Moi mon peintre, comme Baudelaire a eu Delacroix, moi, c'est Rauschenberg. J'ai parsemé Ingrid Caven d'objets trouvés — en essayant que ça ne fasse pas collage poétique, que ce soit dans le cours du récit, justifié par lui — : un dialogue de Blanche Neige de Grimm, une description de Sarrebruck par Goethe, une espèce de script de Fassbinder, un passage du Chant XII de l'Odyssée juxtaposé à un passage de Tintin (Les Bijoux de la Castafiore)... À la façon de Rauschenberg, quand il met dans un coin de ses fresques modernes un morceau d'une peinture de David (Napoléon à cheval), ou de Botticelli... Il y en a d'autres, des peintres, mais je me sens en fraternité avec Rauschenberg, je me sens en total réseau, branché, oui c'est ça. Quand je vois une exposition de Rauschenberg, je n'ai pas l'impression d'aller flâner dans une galerie d'art où on dit que c'est beau ou que c'est pas beau. C'est pas ça la question. Ça me recharge. Ça me confirme. Ça me légitime. Je me sens mieux. Je me sens moins seul. Je me rappelle un film où il disait : « Ne jetez jamais le journal ». Ses fresques sont faites d'objets trouvés, mais il arrive à y mettre une dimension lyrique.

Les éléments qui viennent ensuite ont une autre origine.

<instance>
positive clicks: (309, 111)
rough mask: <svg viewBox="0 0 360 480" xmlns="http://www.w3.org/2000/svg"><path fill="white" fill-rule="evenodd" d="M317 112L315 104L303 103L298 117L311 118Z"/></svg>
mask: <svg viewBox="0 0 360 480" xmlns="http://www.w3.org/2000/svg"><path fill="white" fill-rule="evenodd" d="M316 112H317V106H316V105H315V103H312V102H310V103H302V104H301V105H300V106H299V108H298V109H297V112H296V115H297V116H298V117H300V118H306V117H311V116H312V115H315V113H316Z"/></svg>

Vous possédez des tableaux ?

Pardon ? Non. Non, non. Non seulement je n'en possède pas mais je n'aime pas les tableaux sur les murs. Personnellement je ne trouve pas que les tableaux soient faits pour... Idéalement, je trouve que c'est dans l'atelier... ou alors bon il y a les musées ; on ne peut pas y échapper mais c'est quand même pénible, les musées. Surtout les nouveaux, style culturel chic, en plein air, Fondation Maeght et toutes ces fondations modernes, culture pour tous, culture moderne à tous... II soupire. Je n'ai pas de
tableaux, j'ai quelques albums d'expositions.